Alabildiğine sermayenin hizmetkârı oldukları halde, hatta OHAL’i sermaye rahat sömürsün diye ilan ettiklerini itiraf ettikleri halde, emekçiden, emekten yana olduklarını söylüyorlar.

Hukuki birikimlerini de yağmaladılar bu ülkenin; kanunlar hiyerarşisi, hukuki güvenlik, suç ve cezaların kanuniliği, işkence ve kötü muamele yasağı hepsi üzerinden işgal ordusu geçmiş gibi.

Hatta artık yalanın iktidarında mantık kurallarını bile yağmaladılar!

Yağmalanan maddi değerler telafi edilebilir, tamir edilebilir.

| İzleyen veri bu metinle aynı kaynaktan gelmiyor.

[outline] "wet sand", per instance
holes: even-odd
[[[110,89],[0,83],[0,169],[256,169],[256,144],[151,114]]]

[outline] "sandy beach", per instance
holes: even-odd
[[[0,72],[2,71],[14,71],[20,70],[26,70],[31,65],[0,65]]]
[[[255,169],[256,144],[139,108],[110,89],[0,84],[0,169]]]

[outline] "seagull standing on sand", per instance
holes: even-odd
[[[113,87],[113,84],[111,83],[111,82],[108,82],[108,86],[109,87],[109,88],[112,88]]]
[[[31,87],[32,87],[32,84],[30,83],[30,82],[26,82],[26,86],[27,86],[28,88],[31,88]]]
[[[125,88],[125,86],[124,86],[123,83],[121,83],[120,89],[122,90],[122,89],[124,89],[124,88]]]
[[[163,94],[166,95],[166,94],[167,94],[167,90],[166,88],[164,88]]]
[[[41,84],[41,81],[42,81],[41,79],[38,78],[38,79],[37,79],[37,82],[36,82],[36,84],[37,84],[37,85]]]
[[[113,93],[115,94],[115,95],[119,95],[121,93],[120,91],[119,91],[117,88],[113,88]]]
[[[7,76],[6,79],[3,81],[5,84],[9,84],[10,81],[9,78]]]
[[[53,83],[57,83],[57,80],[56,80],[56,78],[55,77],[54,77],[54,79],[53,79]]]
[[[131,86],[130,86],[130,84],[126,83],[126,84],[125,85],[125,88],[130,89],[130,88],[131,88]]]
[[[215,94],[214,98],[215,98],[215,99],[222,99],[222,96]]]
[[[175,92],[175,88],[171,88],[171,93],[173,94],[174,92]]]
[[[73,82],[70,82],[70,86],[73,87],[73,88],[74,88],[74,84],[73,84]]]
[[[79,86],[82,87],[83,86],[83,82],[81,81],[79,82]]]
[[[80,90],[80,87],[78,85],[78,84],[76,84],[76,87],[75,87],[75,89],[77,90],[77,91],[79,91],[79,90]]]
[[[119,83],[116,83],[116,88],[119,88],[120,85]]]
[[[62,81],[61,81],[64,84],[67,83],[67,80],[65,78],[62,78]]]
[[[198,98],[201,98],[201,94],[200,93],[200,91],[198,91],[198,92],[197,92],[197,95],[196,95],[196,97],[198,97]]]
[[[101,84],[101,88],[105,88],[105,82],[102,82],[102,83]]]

Ama siyasi/ahlaki değerlerimizin yağması bizleri eşit, özgür, adil ve barış içinde bir toplum mücadelesinde silahsız ve referanssız bırakır. Aynı kavramı yeri geldiğinde bizi dövmek için yeri geldiğinde yedeklemek için kullanırlar. İktidarın yaptığı/yapmak istediği de bu.

Yaparlar… İktidarlarını sürdürmek için ortak değer olması gereken ahlaki zemini bile yağmalayabilirler. İşte iktidarın kontrolündeki yurtlarda, kurslarda tacize-tecavüze uğrayan yüzlerce çocuk var ve şöyle yüksek sesli ahlaki bir eleştiri duymadık. Yaptıkları üstünü örtme, ailelere tehdit, ödül!

Referanssız ve değerlerini yağmalatmış bir siyasi hareketin iktidar tarafından nasıl mas edildiğini AKP – MHP “aynılaşma” sürecinde gördük. İktidarın yedeklediği her bağımsız unsuru ilk fırsatta nasıl çöpe attığı (Fethullahçılar, Yargıda Birlik’in sol/milliyetçi unsurları, liberaller vs.) gözetildiğinde daha korunaklı ve konforlu olabilir bu yöntem, ama artık ne kadar bağımsız bir siyasi hareketten/partiden söz edilebilir tartışmalı.

Bu değerlerimizin yağmalanmasının sorumlusu, iktidarın sınırsız şirretliği, tutarsızlığı, kamu gücünü kullanması gibi onda var olan özelliklerden daha çok, toplumsal muhalefetin “büyük gövdesinin” bize ait değerleri öngörüsüz kaygılarla yeterince sahiplenmemesindendir.

Eğer biz kendi değerlerimizi cesaretle savunmaz ve sahiplenmezsek, onları yağma Hasan’ın böreği gibi yağmalarlar. Yüzde biri ve iktidar elitlerini temsil eden sermayeye laf etmezsek, emperyalizm sözcüğünü ağzımıza almaktan ürkersek, laikliği unutursak, Atatürk’ü, devrimcileri, Denizleri telaffuz etmezsek hepsini bu yağmacılar hiçbir bedel ödemeden ele geçirir, bizi referanssız, pusulasız bırakır. (Bu değerleri kıskançlıkla savunmak başkadır, geniş kitlelere tercüme yöntemi başkadır.)

Yaşanan bu süreçtir. Bu şirretliğe ve saldırıya teslim olmayalım.